JAMES TARANTO: Cantor Defeats Truman: The political surprise of the year.

“Eric Cantor’s margin of victory Tuesday could have national GOP repercussions,” according to the subject line of a self-promotional email we received from a political writer last night. It was an update of an earlier analysis, and the text correctly noted that the House majority leader had lost. Half an hour later, the writer, whom we won’t name because we’re a nice guy, sent out a new email with a “corrected subject line,” referring to Cantor’s “primary loss.”

The error was consistent with much of the pre-election analysis. “Challenger David Brat looks almost certain to lose, but the margin may say something about the potency of the issue,” blogged The Wall Street Journal’s Laura Meckler an hour before polls closed.

“The issue” is immigration, on which Cantor had staked out a middle-of-the-road position; Brat accused him of backing “amnesty.” National Review’s Joel Gehrke reports that Obama aide Dan Pfeiffer “rushed to assure House Republicans” that “Cantor didn’t actually lose because of his gestures toward Democrats on immigration reform.”

Tweeted Pfeiffer: “Cantor’s problem wasn’t his position on immigration reform, it was his lack of a position. [South Carolina’s Sen. Lindsey] Graham wrote and passed a bill and is winning big.” Graham avoided a runoff by taking 59% of the vote in a crowded field.

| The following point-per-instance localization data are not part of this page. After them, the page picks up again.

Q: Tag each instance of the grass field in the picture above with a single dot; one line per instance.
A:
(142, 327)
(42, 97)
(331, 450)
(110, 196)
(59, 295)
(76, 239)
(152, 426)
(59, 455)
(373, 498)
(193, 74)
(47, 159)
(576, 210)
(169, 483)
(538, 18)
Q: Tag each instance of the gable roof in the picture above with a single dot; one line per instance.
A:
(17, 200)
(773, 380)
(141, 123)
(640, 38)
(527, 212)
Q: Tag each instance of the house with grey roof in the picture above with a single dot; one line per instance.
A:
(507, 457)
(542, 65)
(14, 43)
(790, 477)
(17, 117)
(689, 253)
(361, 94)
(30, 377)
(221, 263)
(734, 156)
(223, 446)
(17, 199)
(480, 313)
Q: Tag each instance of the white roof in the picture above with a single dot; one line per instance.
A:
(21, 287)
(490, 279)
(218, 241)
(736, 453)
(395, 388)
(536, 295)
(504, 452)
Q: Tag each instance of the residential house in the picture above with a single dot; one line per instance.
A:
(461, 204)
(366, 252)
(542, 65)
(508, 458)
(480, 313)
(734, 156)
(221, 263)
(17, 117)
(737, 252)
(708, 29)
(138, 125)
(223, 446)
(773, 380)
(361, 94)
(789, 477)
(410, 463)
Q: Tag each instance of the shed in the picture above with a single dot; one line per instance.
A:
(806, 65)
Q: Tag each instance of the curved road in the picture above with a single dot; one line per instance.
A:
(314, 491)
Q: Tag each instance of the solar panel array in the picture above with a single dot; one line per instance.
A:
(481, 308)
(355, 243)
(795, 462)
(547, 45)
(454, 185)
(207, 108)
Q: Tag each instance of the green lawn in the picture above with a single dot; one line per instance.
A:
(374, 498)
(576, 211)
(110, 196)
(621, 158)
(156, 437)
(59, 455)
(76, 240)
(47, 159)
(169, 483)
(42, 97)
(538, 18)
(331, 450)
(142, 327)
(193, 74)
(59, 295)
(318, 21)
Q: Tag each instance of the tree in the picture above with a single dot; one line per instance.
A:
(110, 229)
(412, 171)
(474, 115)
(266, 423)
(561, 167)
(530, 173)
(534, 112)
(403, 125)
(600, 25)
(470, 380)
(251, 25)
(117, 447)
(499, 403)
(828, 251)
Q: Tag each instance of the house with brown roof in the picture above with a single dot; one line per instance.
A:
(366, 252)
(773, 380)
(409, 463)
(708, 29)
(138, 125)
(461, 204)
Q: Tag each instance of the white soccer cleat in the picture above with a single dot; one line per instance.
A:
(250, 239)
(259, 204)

National Journal’s Josh Kraushaar offers a different explanation for Graham’s victory: a combination of “assiduous attention to constituent service, paying favors to his South Carolina Republican colleagues, an early and relentless focus on fundraising, and a hawkish record on foreign policy that conservatives in the military-rich state rallied behind.” Whatever the merits of the argument, one suspects Republicans will be wary of taking advice from Pfeiffer.

In a postelection report, the Journal’s Kristina Peterson and Janet Hook described Cantor’s defeat as “overturning the building narrative that Republican Party leaders and allied business groups had trampled the GOP’s tea-party wing.” A variation of that narrative, which this column put forth last month, was that the GOP had assimilated the Tea Party.

One might say this is the exception that proves the rule, but it’s actually the second exception. A week earlier, challenger Chris McDaniel narrowly outpolled Sen. Thad Cochran of Mississippi in that state’s Republican primary.